Why supporters pushed for this bill
- Ryan’s Path to Prosperity calls for primary balance (when spending minus interest payments is equal to revenue) by 2015, and for reduced government spending. Fiscal conservatives and supporters of “smaller government” appreciate that aspect of the budget proposal.
- Free-market proponents believed that a switch to private health insurance (made affordable by premium support stipends) would drive competition and innovation in the private Medicare market. The concept of Medicare privatization is not new, and supporters of the idea were generally receptive to H.Con.Res. 34.

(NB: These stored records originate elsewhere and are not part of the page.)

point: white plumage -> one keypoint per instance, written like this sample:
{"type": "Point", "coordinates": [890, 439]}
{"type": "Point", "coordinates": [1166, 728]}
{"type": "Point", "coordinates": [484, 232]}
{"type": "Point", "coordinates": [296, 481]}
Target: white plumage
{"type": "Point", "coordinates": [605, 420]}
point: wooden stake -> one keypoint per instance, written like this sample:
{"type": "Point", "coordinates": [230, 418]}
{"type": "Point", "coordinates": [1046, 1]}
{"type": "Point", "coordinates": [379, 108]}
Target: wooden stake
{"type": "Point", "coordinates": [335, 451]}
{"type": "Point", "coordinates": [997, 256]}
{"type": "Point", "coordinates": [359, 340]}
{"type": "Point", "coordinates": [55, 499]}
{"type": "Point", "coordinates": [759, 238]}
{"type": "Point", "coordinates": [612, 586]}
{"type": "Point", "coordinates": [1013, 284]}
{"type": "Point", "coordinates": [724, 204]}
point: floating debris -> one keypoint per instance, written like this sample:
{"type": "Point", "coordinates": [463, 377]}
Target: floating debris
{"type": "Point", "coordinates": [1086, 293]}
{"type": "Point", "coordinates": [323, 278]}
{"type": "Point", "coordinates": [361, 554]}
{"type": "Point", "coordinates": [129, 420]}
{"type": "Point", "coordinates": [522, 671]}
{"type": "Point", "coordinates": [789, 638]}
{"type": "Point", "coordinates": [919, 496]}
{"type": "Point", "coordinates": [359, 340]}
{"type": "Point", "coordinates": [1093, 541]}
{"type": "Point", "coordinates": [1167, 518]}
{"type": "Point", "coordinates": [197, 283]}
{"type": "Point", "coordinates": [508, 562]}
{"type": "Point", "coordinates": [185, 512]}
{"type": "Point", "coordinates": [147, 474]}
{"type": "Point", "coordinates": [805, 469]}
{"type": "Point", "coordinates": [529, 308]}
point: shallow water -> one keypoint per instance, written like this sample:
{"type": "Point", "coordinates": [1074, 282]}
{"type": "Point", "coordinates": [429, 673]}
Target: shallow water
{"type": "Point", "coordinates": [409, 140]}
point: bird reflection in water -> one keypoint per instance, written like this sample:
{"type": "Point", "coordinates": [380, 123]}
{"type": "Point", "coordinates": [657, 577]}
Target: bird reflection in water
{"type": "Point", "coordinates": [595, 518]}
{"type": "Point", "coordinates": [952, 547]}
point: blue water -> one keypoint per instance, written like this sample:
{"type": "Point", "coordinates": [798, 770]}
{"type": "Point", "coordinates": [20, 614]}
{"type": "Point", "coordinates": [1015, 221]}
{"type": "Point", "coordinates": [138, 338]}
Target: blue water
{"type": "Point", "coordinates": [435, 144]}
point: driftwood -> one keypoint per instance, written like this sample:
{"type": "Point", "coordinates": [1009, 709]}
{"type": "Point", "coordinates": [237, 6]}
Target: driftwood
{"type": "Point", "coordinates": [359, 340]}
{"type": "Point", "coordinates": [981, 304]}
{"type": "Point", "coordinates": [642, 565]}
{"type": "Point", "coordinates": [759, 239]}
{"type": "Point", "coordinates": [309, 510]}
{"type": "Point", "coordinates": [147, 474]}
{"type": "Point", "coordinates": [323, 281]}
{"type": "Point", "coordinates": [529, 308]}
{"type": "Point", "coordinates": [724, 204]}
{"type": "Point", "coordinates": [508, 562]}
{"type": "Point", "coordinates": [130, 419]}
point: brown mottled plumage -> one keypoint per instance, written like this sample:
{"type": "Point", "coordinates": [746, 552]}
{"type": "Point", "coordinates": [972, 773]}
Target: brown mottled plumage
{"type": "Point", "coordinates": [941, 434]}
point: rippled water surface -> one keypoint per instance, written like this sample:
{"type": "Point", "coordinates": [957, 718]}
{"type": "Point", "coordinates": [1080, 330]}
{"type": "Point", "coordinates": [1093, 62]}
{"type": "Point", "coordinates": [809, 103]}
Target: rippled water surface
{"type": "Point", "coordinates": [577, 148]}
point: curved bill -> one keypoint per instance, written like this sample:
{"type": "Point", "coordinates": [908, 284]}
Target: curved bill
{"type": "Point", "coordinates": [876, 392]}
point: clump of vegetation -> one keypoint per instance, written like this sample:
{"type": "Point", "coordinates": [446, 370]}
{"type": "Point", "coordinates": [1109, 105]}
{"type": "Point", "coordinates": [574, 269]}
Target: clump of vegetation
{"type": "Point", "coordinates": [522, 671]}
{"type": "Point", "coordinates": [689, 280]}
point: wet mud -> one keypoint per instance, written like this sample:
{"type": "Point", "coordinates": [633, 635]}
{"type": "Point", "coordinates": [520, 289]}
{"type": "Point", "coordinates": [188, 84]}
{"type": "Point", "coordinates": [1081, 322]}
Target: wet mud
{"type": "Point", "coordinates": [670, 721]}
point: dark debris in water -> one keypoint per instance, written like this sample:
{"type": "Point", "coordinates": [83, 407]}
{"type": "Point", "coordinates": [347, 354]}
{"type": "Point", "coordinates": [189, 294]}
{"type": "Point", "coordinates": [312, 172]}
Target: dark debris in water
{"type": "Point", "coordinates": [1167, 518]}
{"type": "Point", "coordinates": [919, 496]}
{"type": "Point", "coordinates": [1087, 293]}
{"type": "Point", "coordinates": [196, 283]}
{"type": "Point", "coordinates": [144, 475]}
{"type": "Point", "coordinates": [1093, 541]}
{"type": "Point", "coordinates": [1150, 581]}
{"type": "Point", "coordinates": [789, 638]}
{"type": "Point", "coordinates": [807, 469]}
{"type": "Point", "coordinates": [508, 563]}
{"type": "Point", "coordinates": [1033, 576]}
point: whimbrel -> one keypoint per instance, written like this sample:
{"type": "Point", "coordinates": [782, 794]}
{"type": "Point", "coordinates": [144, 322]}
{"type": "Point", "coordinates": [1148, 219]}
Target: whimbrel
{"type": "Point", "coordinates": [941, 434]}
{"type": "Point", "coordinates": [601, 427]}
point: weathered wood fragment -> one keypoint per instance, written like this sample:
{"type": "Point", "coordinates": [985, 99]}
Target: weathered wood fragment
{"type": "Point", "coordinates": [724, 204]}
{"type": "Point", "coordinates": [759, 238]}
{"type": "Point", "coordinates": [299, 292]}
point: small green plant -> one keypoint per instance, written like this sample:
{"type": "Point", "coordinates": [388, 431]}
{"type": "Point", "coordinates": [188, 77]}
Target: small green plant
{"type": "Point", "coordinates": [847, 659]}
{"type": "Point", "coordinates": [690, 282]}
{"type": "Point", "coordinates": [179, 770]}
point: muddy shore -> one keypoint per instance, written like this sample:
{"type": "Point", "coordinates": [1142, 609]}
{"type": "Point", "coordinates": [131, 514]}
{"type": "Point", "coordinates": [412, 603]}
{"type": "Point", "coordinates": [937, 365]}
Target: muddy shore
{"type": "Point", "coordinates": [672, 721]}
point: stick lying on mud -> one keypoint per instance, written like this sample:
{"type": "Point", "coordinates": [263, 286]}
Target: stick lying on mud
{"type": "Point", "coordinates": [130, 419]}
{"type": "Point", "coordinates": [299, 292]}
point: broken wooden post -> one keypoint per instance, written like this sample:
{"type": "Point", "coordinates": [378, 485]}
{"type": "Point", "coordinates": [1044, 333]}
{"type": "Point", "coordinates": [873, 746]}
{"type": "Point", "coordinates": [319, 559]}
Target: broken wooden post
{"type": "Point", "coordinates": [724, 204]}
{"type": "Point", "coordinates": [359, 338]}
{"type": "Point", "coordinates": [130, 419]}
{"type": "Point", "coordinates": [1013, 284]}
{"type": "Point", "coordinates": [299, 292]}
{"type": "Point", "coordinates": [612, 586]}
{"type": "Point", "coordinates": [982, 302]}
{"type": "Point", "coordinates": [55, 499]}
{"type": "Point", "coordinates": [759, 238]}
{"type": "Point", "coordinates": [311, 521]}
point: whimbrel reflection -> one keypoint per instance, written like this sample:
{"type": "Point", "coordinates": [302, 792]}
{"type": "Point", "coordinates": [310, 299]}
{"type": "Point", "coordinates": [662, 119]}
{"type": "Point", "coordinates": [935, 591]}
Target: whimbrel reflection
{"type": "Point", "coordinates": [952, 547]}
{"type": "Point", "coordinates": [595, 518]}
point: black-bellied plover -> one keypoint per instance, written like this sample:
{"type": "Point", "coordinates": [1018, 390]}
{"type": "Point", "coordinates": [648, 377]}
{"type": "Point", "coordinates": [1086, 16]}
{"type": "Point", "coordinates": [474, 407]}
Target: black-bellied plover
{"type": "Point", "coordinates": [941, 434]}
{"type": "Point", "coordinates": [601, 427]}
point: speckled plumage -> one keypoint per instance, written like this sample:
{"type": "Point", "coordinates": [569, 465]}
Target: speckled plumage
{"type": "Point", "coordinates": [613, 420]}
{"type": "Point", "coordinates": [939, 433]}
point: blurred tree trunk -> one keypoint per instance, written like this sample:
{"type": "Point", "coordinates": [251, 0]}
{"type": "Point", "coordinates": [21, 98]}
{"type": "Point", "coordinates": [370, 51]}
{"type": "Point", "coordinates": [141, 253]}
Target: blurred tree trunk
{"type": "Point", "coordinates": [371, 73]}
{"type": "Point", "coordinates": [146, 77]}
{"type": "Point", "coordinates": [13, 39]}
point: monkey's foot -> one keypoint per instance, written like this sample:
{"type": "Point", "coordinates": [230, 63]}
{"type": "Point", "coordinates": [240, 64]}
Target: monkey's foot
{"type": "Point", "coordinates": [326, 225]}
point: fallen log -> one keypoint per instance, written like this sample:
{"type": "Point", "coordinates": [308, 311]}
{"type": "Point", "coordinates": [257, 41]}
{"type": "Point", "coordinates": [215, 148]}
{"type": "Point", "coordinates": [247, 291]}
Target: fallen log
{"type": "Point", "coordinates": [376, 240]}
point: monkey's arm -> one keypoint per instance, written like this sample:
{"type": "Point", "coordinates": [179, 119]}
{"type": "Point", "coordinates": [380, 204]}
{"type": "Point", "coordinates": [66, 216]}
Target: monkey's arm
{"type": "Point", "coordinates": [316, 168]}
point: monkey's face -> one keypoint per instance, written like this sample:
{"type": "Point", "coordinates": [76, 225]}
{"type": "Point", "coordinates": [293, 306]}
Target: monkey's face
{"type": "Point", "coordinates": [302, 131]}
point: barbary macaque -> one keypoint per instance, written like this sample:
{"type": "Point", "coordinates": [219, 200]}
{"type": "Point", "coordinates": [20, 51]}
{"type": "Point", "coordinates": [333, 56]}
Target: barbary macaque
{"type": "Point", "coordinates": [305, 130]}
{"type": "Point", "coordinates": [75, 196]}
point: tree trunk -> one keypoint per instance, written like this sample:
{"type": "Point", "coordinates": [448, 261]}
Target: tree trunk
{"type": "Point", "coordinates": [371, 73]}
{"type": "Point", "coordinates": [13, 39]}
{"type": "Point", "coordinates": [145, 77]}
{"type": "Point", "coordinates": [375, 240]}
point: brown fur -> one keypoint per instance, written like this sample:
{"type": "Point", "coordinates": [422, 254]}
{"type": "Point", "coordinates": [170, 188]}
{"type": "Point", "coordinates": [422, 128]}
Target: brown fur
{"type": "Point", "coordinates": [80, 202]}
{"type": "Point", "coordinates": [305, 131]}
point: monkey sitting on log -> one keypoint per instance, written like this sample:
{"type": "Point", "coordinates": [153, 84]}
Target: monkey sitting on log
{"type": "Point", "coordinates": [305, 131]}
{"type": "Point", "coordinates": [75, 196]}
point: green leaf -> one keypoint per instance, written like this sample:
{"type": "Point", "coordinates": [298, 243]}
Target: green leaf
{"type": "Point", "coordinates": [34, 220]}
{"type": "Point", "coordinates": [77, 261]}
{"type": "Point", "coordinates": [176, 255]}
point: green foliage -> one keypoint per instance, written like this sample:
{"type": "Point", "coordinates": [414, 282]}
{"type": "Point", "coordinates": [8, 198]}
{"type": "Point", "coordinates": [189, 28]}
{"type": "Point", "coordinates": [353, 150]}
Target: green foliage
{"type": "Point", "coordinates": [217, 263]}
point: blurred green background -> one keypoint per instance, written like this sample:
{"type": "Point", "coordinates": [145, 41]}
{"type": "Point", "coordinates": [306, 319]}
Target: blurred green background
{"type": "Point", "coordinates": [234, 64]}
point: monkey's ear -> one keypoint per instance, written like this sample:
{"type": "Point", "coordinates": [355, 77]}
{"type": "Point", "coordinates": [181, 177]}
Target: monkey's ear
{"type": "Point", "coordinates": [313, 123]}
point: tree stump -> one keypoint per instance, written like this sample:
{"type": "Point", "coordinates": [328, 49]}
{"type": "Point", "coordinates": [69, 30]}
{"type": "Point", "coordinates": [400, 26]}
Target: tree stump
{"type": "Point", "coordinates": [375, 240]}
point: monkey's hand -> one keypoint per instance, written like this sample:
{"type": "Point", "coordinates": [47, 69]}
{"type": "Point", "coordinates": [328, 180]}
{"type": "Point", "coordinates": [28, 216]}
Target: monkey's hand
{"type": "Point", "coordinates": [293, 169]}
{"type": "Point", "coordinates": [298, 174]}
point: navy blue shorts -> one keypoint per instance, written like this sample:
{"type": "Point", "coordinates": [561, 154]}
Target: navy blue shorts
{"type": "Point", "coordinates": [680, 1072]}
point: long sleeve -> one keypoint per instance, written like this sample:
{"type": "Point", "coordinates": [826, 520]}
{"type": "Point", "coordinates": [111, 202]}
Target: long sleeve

- Changes to the Medicare system wouldn’t take effect until 2022, so people who were 55 or older in 2011 would still be covered under traditional Medicare once they reach age 65 (although if they preferred the premium support program outlined in Ryan’s Path to Prosperity, they’d be allowed to switch to that model instead). Delaying implementation of the premium support program helped to alleviate controversy among current Medicare beneficiaries and those who will become eligible for Medicare in the next few years.
Why opponents tried to stop the bill
- In addition to changing Medicare to a premium support program, H.Con.Res. 34 calls for repeal of several portions of the Affordable Care Act, including the provision to close the donut hole in Medicare Part D. Under the ACA, the donut hole will be gone by 2020, but this would not be the case if Ryan’s budget proposal were to be enacted. In that case, seniors would once again be on the hook for thousands of dollars in annual prescription spending while in the “donut hole.”
- The Center on Budget and Policy Priorities scored Ryan’s Path to Prosperity (as opposed to the exact language of H.Con.Res. 34). The CBO explained that “under the proposal, most elderly people would pay more for their health care than they would under the current Medicare system.”
- There’s no provision in H.Con.Res. 34 to make Medicare participation mandatory for seniors. Thus it’s possible that some younger, healthier seniors might opt out of the program, driving up premiums for older, sicker enrollees. This is unlikely in the early years, but if the premium support (linked to inflation) doesn’t keep up with the cost of premiums (linked to healthcare cost growth), it’s a possibility in future years, and could destabilize the Medicare program.
- If the Medicare eligibility age is increased to 67, seniors age 65 and 66 would have to obtain coverage in the private (non-Medicaid-eligible) health insurance market instead. This would drive up costs for the rest of the private market, as older enrollees tend to have higher healthcare costs.
- Supporters of public benefit programs like Social Security, Medicare, and Medicaid were sharply critical of Ryan’s Path to Prosperity, noting that it would shift the lion’s share of proposed spending cuts onto individuals who rely on those programs, while upholding government spending on defense and providing tax cuts for wealthier Americans.
- But among some fiscal conservatives – including Senate Republican Rand Paul, who voted against H.Con.Res. 34 in the Senate’s test vote – Ryan’s budget resolution wasn’t conservative enough, and didn’t include enough spending cuts and reforms to entitlement programs.